Cuando pensamos en inteligencia artificial y robótica, solemos imaginar máquinas frías, calculadoras y, en ocasiones, hasta intimidantes, diseñadas exclusivamente para la eficiencia industrial. Sin embargo, la próxima frontera tecnológica no busca que los robots sean más fuertes, sino más humanos.
Hoy le presentamos a un peculiar asistente mecánico que está cambiando las reglas del juego al demostrar que, con un par de antenas y la programación correcta, las máquinas también pueden ser entrañables. Su nombre es Reachy, y es la creación estrella de la empresa Francesa Pollen Robotics.
A simple vista, parece un maniquí futurista compuesto por un torso, dos brazos articulados y una cabeza bastante particular. Pero lo que lo hace verdaderamente revolucionario no son sus motores, sino su diseño expresivo.

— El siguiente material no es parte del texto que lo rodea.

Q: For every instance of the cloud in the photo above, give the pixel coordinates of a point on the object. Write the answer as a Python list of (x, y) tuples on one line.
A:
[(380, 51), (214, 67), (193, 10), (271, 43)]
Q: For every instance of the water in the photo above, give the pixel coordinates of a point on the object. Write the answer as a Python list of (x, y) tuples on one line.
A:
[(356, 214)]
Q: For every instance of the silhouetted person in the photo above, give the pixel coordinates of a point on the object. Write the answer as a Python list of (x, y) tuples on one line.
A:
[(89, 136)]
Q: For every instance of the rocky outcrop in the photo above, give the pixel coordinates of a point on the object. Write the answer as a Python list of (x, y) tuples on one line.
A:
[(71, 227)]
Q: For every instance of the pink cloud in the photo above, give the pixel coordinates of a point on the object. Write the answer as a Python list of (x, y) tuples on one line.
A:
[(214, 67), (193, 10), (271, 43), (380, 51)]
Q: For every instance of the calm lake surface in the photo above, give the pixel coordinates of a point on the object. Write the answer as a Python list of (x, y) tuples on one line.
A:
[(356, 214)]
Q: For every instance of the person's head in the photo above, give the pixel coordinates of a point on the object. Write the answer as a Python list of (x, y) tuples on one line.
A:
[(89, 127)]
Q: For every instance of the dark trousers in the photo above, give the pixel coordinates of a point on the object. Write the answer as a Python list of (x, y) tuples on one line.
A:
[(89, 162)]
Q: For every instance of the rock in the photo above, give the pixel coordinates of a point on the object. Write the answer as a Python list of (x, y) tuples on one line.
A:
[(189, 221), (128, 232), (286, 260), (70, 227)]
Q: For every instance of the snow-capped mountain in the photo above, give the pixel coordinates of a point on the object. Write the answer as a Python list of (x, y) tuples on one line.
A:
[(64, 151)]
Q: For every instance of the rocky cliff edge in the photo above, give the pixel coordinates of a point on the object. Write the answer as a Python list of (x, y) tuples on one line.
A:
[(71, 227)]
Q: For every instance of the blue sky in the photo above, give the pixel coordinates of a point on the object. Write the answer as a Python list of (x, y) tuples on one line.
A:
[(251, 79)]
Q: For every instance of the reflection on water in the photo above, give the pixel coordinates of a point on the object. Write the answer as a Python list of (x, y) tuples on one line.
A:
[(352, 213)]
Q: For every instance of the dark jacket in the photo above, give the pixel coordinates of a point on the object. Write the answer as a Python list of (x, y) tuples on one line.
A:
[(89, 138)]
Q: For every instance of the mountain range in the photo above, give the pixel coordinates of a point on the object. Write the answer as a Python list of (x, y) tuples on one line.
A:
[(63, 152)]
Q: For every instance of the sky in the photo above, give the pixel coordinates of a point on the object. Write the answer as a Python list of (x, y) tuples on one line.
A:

Los ingenieros omitieron intencionalmente la creación de un rostro humano realista que suele causar rechazo visual y en su lugar, lo dotaron de dos antenas motorizadas que actúan como “orejas” o “cejas” permitiéndole expresar curiosidad, alegría, duda o tristeza a través de un lenguaje corporal sutil.
Esta empatía artificial tiene un propósito profundamente práctico y noble. Reachy ha sido diseñado específicamente para el sector salud y la asistencia en el hogar. Actualmente, se realizan pruebas en hospitales y centros de cuidado para adultos mayores, donde el robot no solo asiste entregando medicamentos, sirviendo bebidas o manipulando objetos cotidianos, sino que brinda compañía y entretenimiento interactivo, ayudando a reducir los niveles de ansiedad y soledad en pacientes vulnerables.